Karbon emisyonların azaltılması, fosil yakıtların yakılması yerine düşük karbonlu kaynaklardan elektrik üretilmesini gerektirmektedir. Bu değişim ve dönüşüm, kömür ve doğalgazla çalışan enerji santrallerinin aşamalı olarak kapatılmasını, rüzgar, güneş ve diğer yenilenebilir enerji türlerinin kullanımının büyük ölçüde artırılmasını ve enerji kullanımının azaltılmasını içermektedir. Karbon emisyonu olmayan kaynaklardan üretilen elektriğin, ulaşıma güç sağlamak, binaları ısıtmak ve endüstriyel tesisleri işletmek için fosil yakıtların yerini alması gerekiyor. Karbon, orman örtüsünün artırılması ve topraktaki karbonu yakalayan yöntemlerle tarım yapılması yoluyla da atmosferden uzaklaştırılabilir.

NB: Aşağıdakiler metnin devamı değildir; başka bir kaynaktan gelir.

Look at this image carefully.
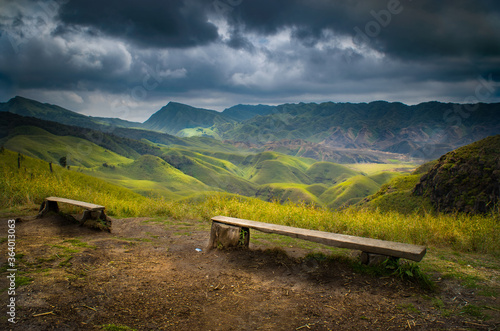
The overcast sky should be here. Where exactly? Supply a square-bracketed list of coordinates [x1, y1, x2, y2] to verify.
[1, 0, 499, 122]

Sera gazları güneş ışığına karşı şeffaftır ve böylece güneş ışığının atmosferden geçerek dünya yüzeyini ısıtmasına izin verir. Dünya bunu ısı olarak yayar ve sera gazları bunun bir kısmını emer. Bu emilim, ısının uzaya kaçma hızını yavaşlatarak ısıyı dünya yüzeyinin yakınında hapseder ve zamanla ısınmasına sebep olur.

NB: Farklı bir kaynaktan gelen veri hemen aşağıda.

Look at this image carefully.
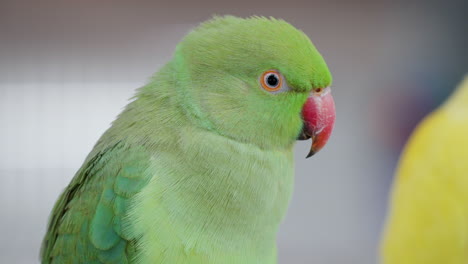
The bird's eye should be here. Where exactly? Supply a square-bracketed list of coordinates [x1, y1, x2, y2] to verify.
[260, 70, 283, 92]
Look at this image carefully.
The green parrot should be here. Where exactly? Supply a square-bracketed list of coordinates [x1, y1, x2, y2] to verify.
[41, 16, 335, 264]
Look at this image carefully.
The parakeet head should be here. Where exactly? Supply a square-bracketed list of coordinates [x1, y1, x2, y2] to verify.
[174, 16, 335, 157]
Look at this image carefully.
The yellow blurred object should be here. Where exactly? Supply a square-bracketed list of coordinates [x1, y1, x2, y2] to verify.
[380, 75, 468, 264]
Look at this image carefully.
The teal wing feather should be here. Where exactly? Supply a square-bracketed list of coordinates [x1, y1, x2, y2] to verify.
[41, 141, 152, 263]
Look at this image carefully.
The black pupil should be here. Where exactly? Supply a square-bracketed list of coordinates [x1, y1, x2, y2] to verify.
[267, 74, 279, 87]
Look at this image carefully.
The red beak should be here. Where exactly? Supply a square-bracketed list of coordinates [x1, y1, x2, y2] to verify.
[297, 87, 336, 158]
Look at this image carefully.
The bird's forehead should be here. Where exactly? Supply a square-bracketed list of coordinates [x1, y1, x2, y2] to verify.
[179, 16, 332, 89]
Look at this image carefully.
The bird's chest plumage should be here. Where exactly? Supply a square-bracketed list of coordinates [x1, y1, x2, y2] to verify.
[128, 133, 295, 264]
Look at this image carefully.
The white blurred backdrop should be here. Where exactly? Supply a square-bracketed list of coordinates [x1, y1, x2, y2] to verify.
[1, 0, 467, 263]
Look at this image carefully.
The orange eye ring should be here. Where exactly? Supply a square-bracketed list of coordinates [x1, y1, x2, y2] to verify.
[260, 70, 283, 92]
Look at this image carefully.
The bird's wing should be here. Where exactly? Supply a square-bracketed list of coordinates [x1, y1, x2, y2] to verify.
[41, 141, 152, 264]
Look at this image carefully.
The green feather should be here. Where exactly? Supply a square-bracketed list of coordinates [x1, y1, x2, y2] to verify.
[90, 203, 120, 250]
[98, 240, 129, 264]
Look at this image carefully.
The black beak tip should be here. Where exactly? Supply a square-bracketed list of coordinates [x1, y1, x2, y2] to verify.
[306, 149, 316, 158]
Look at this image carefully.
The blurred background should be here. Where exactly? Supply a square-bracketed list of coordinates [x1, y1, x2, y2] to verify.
[1, 0, 467, 263]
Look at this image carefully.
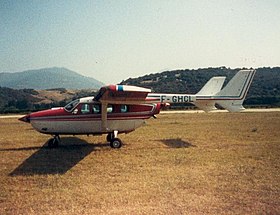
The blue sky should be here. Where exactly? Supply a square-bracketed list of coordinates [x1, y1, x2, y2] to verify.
[1, 0, 279, 84]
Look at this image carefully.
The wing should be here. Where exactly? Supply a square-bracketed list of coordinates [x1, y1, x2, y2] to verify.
[94, 85, 152, 104]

Sanayi Devrimi'nden önce, doğal olarak oluşan sera gazı miktarları, yüzeye yakın havanın, yaklaşık 33 °C daha sıcak olmasına neden olmuştur. Su buharı ve bulutlar sera etkisine en büyük katkıda bulunanlar olmakla birlikte, sıcaklığın bir fonksiyonu olarak artarlar ve bu nedenle geri besleme özelliğine sahiptirler. Öte yandan, CO2, ve nitröz oksit gibi gazların konsantrasyonları sıcaklığa bağlı değildir ve bu nedenle dış zorlayıcılar diye adlandırılırlar.
Sanayi Devrimi'nden bu yana insan faaliyetleri, özellikle de fosil yakıtların (kömür, petrol ve doğalgaz) çıkarılması ve yakılması, atmosferdeki sera gazı miktarını artırarak doğal yapının bir dengesizliğine yol açmıştır. 2019 yılında, karbondioksit ve metan konsantrasyonları 1750 yılından bu yana sırasıyla yaklaşık yüzde 48 ve yüzde 160 oranlarında artmıştır.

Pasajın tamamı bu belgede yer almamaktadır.